In this opinion Peters, C. J., Shea and Callahan, Js., concurred.
Healey, J., concurred in the result.
The facts of this case are more fully reported in State v. Pelletier, 196 Conn. 32, 490 A.2d 515 (1985), and State v. Couture, 194 Conn. 530, 482 A.2d 300 (1984), cert. denied, 469 U.S. 1192, 105 S. Ct. 967, 83 L. Ed. 2d 971 (1985).
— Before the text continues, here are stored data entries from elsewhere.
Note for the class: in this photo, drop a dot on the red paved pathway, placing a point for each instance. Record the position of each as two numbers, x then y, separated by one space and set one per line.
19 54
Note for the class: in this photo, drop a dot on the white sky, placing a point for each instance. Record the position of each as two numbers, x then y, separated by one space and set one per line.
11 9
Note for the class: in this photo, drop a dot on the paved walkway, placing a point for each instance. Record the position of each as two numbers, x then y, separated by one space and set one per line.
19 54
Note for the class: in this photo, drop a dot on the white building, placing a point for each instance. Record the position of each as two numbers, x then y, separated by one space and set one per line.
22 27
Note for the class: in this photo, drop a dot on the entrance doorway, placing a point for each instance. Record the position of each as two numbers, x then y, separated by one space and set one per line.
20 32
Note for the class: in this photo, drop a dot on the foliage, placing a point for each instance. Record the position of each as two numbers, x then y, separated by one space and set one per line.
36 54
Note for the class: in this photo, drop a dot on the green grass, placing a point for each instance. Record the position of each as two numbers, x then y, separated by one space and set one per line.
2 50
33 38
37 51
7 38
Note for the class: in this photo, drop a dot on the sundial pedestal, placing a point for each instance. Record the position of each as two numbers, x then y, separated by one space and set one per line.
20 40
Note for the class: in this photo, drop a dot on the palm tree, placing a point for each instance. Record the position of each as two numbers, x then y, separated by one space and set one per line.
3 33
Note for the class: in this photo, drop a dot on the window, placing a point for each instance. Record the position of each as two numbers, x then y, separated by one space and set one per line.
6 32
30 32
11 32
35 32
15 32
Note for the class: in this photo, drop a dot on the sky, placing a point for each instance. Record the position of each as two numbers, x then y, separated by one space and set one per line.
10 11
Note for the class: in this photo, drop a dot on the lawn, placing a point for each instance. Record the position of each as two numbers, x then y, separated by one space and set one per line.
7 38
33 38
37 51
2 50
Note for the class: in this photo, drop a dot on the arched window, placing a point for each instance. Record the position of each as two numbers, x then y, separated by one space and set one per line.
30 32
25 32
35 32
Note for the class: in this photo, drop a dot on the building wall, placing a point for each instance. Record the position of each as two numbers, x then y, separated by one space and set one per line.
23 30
“The ABA Model Rules of Professional Conduct provide: ‘A lawyer shall abide'by a client’s decisions concerning the objectives of representation . . . and shall consult with the client as to the means by which they are to be pursued. ... In a criminal case, the lawyer shall abide by the client’s decision ... as to a plea to be entered, whether to waive jury trial and whether the client will testify.’ Model Rules of Professional Conduct, Proposed Rule 1.2 (a) (Final Draft 1982) (Emphasis added). With the excep*567tion of these specified fundamental decisions, an attorney’s duty is to take professional responsibility for the conduct of the case, after consulting with his client.” Jones v. Barnes, 463 U.S. 745, 753 n.6, 103 S. Ct. 3308, 77 L. Ed. 2d 987 (1983). The proposed ABA rule, quoted above, has been adopted in this state. See Rule 1.2 (a) of the Rules of Professional Conduct.
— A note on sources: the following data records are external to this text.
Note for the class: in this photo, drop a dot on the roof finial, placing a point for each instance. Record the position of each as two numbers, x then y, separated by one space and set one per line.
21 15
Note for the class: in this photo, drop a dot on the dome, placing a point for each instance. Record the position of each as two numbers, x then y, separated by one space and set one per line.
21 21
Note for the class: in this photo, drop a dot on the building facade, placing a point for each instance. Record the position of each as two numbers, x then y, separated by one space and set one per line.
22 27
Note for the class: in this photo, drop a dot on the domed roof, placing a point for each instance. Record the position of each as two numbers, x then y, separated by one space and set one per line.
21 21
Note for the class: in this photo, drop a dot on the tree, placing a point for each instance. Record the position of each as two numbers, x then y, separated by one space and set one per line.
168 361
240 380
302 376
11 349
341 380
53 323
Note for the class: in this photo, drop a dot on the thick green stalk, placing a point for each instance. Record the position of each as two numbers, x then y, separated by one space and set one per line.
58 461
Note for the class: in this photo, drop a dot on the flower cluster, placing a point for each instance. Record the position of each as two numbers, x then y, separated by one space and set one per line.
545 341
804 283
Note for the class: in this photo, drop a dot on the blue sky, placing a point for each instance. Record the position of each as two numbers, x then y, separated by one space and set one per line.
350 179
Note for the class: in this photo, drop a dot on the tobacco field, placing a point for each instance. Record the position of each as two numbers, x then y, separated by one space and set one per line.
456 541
We note the proposed American Bar Association Appellate Court Standards Governing Lawyers which provide: “A lawyer shall present to the court only the most promising issues that offer a reasonable chance of success. In most cases this will mean that not more than two or three issues will be raised, and only in rare instances will more than three issues be raised. A lawyer shall not raise an issue not properly preserved except under circumstances under which the appellate court is likely to waive the failure. In a criminal appeal, a lawyer may be obligated to raise additional issues.” ABA Appellate Court Standards Governing Lawyers, Proposed Rule 3.41 (b) (9) (B) (Final Draft 1988).
General Statutes § 54-82h provides in relevant part: “(a) In any criminal prosecution tried to a jury in the superior court if it appears to the court that the trial is likely to be protracted, the court may, in its discretion, direct that, after a jury has been selected, two or more additional jurors shall be *572added to the jury panel, to be known as ‘alternate jurors.’ ... [In such cases] the state and the accused may each peremptorily challenge . . . eighteen jurors if the offense is punishable by life imprisonment . . . .”
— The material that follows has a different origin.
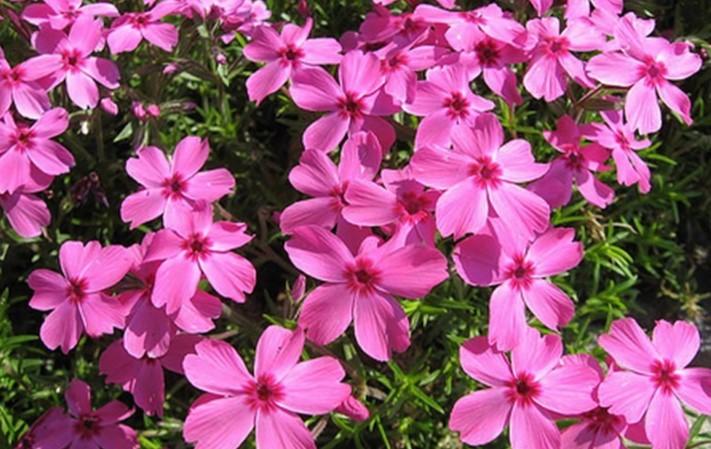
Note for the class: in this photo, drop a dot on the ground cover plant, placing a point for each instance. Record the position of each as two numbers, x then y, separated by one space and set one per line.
335 224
During the course of voir dire the trial court told the parties that it “will excuse for cause any prospective juror who indicates an awareness and knowledge of the previous trial and conviction and at the same time expresses the slightest degree of uncertainty in his own mind as to how that would affect his thinking as a juror should he be selected in the present case. Should that combination of circumstances exist, the Court will exercise itself a challenge for cause and has done so already.”
The United States Supreme Court recently addressed a similar issue and held that the erroneous denial of a charge for cause presented no federal constitutional issue. Ross v. Oklahoma, 487 U.S. 81, 108 S. Ct. 2273, 101 L. Ed. 2d 80 (1988).